He blinked in surprise at my words, not what he'd been expecting, and shook his head slowly. "Face, you don't have to, my neighbor said she'd take care of it..." he trailed off and looked up at me thoughtfully. "No. Go ahead, Face. Please stay at my apartment." He leant over painfully, opened the top dresser drawer, his nose practically in the big bouquet of flowers I'd given him (I somehow managed to smile at the comical image he presented me), and extracted his apartment keys. He handed them to me, somehow squeezing my hand tightly for an instant.
I smiled brightly and turned to leave.
"Thanks for the flowers," his quiet voice stopped me unwillingly, my hand on the doorknob. "I suppose I should stop calling you Face since you don't like it. Do you still go by Templeton?"
I froze, not daring to face him until I had my emotions under control. Then I turned and smiled widely, "No, please, Murdock. Call me Face."
He nodded unsmilingly and watched me leave.
* * *
I went back to Murdock's apartment, let myself in, and looked around. The place was small, only one bedroom, and tidy. There hardly appeared to be anything personal in the place at first glance, no paintings on the walls and few knickknacks. Only a small bookcase next to the TV and VCR, CDs and the stereo resting on top of the bookcase. There was a photograph of a large, disreputable-looking grey cat on one of the bookshelves, next to a framed picture of Amy, Hannibal, BA, and me.
I bought a few groceries, storing them in the kitchen, before going back to the hospital.
I wasn't going to let Murdock die alone.
We'd all gone our separate ways years ago, as soon as we could, really. A couple years after that, I'd found Hannibal and arranged a reunion with him. When he told me he was dying, I'd left, only coming back briefly for the funeral. And then again, later on, I came back only briefly for BA's funeral.
Murdock had been there for both of them.
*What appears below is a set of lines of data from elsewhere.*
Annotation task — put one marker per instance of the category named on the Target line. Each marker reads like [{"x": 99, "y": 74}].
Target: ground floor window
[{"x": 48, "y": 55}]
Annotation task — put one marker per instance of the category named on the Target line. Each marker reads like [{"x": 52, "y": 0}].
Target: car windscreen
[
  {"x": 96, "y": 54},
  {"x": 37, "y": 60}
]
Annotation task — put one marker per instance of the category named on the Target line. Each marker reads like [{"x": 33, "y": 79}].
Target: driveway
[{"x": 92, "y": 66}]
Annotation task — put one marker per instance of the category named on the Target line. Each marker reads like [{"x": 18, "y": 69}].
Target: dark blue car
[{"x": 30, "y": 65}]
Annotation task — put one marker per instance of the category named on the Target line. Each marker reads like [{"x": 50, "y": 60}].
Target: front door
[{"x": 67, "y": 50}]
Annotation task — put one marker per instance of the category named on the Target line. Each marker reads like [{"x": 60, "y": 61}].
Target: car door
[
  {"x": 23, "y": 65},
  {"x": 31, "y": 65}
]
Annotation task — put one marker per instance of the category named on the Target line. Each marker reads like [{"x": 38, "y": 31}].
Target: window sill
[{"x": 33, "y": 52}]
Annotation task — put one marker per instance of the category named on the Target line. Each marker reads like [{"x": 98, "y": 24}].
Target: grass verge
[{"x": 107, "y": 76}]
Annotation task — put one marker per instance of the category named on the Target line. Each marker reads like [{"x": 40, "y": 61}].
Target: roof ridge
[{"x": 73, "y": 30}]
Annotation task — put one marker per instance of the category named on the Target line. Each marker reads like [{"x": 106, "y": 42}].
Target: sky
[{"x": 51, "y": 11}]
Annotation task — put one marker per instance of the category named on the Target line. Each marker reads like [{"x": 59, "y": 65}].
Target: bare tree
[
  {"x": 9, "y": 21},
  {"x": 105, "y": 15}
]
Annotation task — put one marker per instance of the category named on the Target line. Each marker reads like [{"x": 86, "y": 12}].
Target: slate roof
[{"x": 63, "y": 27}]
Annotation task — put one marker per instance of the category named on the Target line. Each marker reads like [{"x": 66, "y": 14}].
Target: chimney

He'd found me both times (with great difficulty, I'm sure; I wasn't exactly keeping in touch or advertising where I was) for the funerals, calling me on the phone and telling me what had happened in his most impassive, expressionless voice. Never any judgement. Never any anger. At least I'd known about Hannibal. BA's death had shocked me.
I had run away. I couldn't handle it. I was such a coward. And I couldn't do that to Murdock; he could not die alone. I've thought about dying alone; I've often thought I would die alone, and I wouldn't wish that on my worst enemy. Let alone my last best friend.
I went to the hospital every day, staying as long as I could, getting there at 7 am when visiting hours started and leaving at 8 pm when they ended. At night, I packed his things, listened to soft music, read some of his books, attempted to fall asleep on the couch but spent more hours staring up at the ceiling and remembering than sleeping. I refused to sleep in his bed. We talked when I was at the hospital, reminiscing, remembering, catching up on what we'd missed of each other's life without going into why we'd missed so much. Even though I was acutely aware of why. Sometimes we watched television (Murdock loved the Cartoon Network), or I slipped off for a coffee or bite to eat when the doctors and nurses came to do tests or when he wanted his privacy. Sometimes we just sat in silence for a while, lost in our own thoughts; sometimes one or both of us dozed off. I got to know the nurses as well as Murdock did; they became used to seeing me almost as much as they did their patient. Murdock and I made each other laugh, remembering past scams, telling old jokes; sometimes he even helped me gently con the other people in the hospital. I couldn't help myself. At least it was harmless. We played card games; I even tried not to cheat.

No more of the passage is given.